Selection of Precision Mining Methods for Complex Metalliferous Orebodies
University of Queensland
Mining and beneficiation can been described as essentially a sequential processes of separation of valuable minerals from waste. There is a great deal of interest in how the industry can be more effective – and efficient – with these processes. In particular, many mining companies are looking towards digital technologies to improve precision mining practices; that is, the targeted identification and separation of valuable ore from waste during the mining process. Greater precision will help unlock the value in many complex orebodies that are currently considered Tier 2 or 3 deposits.
This paper will review the commonly applied precision mining practices. These include:
• GPS flagging of marginal and low grade resources on benches to guide shovel loading and truck destination,
• The use of ROM stockpiles to separate material according to grade and contaminants
• In-fill RC drilling to on benches to establish grade distribution followed by selective extraction by flitches using hydraulic backhoes,
• The use of Grade Engineering™ to separate high and low grade material via differential blasting, followed by vibratory screening,
• The emerging use of hyper-spectral imaging on bench faces in advance of shovel loading to identify high, medium and low grade ore zones.
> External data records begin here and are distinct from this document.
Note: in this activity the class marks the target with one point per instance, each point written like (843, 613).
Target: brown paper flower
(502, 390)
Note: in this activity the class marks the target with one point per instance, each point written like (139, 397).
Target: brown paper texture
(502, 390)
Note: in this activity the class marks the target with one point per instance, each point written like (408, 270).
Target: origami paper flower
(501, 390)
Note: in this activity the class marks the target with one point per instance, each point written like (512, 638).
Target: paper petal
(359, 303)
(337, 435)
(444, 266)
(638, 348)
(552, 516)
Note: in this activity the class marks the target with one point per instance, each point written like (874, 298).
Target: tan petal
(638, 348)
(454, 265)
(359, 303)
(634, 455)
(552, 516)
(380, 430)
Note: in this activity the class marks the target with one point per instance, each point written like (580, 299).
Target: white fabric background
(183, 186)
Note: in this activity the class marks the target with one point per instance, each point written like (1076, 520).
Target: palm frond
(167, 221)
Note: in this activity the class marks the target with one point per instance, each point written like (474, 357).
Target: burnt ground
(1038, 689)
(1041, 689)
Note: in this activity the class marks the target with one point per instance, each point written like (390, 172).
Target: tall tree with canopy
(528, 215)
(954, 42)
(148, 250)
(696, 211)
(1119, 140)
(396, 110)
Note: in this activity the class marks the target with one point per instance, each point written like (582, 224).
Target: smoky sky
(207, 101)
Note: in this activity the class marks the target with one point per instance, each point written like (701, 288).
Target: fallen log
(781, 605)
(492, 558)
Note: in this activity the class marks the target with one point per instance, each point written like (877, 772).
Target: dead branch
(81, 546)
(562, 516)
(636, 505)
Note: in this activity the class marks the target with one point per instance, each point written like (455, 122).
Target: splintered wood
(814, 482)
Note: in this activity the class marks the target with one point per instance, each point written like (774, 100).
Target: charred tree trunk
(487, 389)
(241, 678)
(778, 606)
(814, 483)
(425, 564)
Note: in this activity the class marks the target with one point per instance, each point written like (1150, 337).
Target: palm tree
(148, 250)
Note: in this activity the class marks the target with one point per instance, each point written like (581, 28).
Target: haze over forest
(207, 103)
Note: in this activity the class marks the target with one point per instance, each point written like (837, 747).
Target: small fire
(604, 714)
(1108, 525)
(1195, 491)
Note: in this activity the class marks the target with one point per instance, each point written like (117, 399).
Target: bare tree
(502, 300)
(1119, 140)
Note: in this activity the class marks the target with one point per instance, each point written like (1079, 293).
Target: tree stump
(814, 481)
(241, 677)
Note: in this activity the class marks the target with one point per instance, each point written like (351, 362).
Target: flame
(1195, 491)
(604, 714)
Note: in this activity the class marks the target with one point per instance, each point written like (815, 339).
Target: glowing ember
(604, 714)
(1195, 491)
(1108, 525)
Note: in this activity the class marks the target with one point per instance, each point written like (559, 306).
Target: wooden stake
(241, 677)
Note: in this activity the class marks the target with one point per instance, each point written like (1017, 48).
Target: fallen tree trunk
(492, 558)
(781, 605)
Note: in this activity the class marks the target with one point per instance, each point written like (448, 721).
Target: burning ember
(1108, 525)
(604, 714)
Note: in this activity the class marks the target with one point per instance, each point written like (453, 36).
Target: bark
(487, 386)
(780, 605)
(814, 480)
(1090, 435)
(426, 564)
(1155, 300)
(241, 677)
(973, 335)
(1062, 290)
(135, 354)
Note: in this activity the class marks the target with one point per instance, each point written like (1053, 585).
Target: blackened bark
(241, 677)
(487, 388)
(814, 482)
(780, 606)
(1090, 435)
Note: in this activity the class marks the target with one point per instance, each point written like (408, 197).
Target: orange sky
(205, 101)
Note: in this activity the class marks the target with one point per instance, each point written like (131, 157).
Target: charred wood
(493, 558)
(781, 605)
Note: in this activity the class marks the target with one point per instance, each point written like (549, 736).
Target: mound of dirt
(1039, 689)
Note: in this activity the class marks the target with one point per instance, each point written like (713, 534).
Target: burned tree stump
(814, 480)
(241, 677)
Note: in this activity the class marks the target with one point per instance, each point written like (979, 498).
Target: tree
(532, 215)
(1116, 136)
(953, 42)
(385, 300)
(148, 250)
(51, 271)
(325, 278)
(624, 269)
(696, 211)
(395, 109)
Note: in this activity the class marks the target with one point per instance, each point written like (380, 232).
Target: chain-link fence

Each of these methods requires a different process and has a different cost- and value – implication. The more selective that we can make the mining process, the more contained metal is associated with the mill feed. In addition, lower rates of mill feed are associated with higher metallurgical recovery factors principally due to increased crushing and grinding retention times. However, in order to optimize mill feed rates, selective mining processes require greater waste movement capacity, which increases mining costs. It is evident, therefore, that for any given deposit and market conditions, there exists an optimum precision mining method.
The paper adapts the economic models first developed by Lane (1980) to demonstrate how a mining company might go about selecting the optimal precision mining method. A case study on a copper/gold deposit is presented using hypothetical mining and processing cost data.